Enforced C-KIT Expression Renders Highly Metastatic Human Melanoma Cells Susceptible to Stem Cell Factor-induced Apoptosis and Inhibits Their Tumorigenic and Metastatic Potential

Overview

Journal Oncogene

Specialties Molecular Biology
Oncology

Date 1996 Dec 5

PMID 8957075

Citations 41

Authors

S Huang

M Luca

M Gutman

D J McConkey

K E Langley

S D Lyman

M Bar-Eli

Affiliations

Soon will be listed here.

Abstract

Expression of the tyrosine-kinase receptor encoded by the c-KIT proto-oncogene progressively decreases during local tumor growth and invasion of human melanomas. To provide direct evidence that c-KIT plays a role in metastasis of human melanoma, we transfected the c-KIT gene into the c-KIT negative highly metastatic human melanoma cell line A375SM and subsequently analysed its tumorigenic and metastatic potential. A375SM parental cells, A375SM-NOT (neo, control), and A375SM-KIT-positive cells were injected s.c. and i.v. into nude mice. A375SM-KIT cells produced significantly slower growing s.c. tumors and fewer lung metastases than control cells.

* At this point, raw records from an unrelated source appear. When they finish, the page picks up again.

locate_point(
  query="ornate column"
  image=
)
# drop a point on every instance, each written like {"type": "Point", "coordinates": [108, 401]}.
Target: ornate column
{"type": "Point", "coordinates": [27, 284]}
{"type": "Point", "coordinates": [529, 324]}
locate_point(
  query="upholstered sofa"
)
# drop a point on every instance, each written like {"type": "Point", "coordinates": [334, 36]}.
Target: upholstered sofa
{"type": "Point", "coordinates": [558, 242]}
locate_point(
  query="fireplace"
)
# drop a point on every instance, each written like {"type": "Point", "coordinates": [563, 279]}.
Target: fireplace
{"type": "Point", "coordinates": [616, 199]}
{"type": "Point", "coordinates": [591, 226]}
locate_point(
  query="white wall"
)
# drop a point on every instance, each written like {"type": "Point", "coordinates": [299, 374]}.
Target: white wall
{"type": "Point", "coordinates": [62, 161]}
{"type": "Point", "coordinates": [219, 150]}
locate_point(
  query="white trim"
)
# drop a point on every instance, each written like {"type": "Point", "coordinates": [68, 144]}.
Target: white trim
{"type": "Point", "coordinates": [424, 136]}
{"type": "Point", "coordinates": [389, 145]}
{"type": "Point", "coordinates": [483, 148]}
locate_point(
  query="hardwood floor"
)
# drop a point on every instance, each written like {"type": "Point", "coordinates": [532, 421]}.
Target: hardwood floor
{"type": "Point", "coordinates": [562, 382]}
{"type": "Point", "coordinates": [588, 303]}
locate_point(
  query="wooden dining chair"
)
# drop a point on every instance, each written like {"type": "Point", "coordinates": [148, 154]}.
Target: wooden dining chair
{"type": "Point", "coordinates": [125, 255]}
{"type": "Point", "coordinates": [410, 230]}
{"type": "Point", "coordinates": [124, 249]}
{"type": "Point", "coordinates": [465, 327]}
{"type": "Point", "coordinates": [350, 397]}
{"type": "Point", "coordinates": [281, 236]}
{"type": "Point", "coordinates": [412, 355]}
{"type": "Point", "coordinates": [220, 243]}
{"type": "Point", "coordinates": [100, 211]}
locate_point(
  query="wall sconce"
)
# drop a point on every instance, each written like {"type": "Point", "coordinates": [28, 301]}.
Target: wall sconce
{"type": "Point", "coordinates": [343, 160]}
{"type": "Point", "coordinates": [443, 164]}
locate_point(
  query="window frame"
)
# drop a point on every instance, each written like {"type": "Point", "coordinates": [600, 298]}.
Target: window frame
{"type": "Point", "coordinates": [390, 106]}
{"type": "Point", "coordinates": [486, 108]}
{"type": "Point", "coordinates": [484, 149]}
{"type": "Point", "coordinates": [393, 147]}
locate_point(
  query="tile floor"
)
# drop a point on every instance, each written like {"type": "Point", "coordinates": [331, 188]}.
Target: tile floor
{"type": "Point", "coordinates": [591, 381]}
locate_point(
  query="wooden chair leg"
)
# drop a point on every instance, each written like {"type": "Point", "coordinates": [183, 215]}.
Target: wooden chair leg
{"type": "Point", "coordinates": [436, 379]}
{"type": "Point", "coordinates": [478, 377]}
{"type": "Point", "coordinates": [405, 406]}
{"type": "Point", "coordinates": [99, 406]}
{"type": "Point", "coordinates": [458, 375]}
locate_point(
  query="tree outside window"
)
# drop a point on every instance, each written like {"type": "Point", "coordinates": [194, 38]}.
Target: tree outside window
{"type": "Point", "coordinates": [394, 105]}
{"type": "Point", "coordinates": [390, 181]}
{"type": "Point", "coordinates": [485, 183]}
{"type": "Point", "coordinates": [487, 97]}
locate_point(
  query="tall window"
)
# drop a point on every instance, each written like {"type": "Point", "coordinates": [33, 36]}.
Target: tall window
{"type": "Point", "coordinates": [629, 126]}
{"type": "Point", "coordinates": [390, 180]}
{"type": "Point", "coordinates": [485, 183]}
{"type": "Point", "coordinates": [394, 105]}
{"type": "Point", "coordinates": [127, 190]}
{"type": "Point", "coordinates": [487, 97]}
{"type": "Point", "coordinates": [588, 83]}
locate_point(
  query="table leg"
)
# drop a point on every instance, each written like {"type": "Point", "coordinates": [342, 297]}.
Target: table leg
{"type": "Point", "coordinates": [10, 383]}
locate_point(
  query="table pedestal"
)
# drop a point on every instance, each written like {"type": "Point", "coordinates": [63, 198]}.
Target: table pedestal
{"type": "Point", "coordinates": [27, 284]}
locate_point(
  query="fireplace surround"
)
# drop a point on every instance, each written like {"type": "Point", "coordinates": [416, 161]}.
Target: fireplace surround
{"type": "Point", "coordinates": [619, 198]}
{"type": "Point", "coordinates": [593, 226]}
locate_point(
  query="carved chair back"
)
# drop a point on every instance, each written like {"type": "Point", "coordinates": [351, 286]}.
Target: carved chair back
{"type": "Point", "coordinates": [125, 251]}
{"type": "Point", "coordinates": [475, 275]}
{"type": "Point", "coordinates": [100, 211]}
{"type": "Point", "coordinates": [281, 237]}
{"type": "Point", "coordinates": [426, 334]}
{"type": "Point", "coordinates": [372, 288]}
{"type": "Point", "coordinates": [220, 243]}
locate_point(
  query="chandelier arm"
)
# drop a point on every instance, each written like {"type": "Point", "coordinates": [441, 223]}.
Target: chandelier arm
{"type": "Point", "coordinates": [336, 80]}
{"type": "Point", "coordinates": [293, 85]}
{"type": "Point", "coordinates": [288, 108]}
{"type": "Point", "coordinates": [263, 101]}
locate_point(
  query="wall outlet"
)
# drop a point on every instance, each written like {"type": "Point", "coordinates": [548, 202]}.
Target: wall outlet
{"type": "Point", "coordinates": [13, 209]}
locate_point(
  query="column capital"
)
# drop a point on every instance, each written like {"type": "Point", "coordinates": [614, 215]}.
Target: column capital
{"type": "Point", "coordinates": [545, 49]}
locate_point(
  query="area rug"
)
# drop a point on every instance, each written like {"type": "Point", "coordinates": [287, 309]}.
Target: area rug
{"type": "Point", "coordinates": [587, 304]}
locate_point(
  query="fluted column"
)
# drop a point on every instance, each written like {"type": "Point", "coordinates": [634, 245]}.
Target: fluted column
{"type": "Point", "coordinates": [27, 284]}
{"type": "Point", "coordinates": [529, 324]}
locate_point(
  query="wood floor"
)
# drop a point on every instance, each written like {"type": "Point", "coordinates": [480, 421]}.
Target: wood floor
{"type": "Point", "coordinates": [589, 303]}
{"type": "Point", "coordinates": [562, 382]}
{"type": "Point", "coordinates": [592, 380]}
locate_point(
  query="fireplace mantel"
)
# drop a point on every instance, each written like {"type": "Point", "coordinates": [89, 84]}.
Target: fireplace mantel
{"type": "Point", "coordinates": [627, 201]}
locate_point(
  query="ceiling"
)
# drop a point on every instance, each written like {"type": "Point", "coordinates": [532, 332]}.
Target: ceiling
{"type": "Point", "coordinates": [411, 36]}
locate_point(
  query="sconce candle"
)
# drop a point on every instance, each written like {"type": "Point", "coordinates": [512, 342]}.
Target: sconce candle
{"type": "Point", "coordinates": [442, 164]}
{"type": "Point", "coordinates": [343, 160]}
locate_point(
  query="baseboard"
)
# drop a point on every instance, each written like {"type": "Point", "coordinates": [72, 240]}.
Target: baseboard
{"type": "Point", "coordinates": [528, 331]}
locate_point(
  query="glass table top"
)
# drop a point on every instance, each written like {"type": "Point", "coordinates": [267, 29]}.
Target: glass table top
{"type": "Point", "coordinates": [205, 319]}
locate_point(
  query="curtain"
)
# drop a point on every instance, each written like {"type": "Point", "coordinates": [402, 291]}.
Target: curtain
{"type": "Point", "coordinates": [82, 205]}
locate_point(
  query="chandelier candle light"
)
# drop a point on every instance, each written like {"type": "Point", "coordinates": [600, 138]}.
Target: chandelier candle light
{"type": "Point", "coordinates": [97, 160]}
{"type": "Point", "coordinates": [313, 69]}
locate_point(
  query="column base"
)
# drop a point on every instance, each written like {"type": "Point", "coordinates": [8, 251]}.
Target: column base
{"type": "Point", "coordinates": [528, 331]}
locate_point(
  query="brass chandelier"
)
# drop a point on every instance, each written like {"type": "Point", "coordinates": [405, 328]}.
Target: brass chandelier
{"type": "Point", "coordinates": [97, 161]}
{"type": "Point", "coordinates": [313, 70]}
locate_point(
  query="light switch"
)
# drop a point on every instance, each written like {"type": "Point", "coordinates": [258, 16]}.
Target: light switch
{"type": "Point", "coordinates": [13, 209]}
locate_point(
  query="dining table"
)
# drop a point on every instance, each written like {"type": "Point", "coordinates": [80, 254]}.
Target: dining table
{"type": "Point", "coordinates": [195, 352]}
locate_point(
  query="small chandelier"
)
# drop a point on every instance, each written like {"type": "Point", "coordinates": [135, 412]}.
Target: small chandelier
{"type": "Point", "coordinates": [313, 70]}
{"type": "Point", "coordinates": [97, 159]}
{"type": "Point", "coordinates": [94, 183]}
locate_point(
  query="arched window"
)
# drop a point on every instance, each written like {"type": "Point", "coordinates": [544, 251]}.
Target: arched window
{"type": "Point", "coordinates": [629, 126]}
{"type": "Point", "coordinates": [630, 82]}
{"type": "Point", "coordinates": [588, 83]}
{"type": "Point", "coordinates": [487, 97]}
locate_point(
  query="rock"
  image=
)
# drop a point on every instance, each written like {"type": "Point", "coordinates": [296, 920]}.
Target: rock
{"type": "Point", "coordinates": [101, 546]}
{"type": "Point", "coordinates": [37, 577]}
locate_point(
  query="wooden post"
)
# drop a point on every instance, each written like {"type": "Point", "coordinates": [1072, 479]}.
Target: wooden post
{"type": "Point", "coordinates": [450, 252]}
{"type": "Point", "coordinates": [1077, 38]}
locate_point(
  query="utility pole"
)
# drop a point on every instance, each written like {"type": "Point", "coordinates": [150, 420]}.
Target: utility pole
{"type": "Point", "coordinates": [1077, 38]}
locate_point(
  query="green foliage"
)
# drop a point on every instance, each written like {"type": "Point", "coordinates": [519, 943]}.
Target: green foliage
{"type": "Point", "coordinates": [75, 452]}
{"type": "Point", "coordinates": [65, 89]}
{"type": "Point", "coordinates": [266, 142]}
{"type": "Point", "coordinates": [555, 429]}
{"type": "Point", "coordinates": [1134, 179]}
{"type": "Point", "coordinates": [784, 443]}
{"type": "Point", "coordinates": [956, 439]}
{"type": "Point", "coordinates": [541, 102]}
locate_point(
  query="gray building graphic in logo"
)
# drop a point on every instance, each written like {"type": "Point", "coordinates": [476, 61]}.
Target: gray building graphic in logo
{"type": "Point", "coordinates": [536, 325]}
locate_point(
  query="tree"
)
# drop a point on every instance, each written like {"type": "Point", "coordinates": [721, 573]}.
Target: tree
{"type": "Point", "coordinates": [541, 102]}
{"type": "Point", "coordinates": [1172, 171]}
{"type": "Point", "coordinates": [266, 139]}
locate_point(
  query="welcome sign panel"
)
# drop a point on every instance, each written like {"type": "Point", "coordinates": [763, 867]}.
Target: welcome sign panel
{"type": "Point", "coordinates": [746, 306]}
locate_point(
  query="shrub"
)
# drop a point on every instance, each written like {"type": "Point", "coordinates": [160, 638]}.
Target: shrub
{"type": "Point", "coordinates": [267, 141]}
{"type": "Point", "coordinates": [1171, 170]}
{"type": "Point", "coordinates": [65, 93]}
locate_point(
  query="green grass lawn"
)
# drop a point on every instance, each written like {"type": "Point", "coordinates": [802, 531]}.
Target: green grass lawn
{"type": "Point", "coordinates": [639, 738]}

Exposure of c-KIT-positive melanoma cells in vitro and in vivo to stem cell factor (SCF), the ligand for c-KIT, triggered apoptosis of these cells but not of c-KIT-negative melanoma cells or normal melanocytes. Since SCF is produced by keratinocytes and other dermal cells in the skin, these results suggest that the loss of c-KIT receptor expression may allow malignant melanoma cells to escape SCF/c-KIT-mediated apoptosis, hence contributing to tumor growth and eventually metastasis. The antitumor and antimetastatic properties of SCF may be useful in treating human melanomas in early stages.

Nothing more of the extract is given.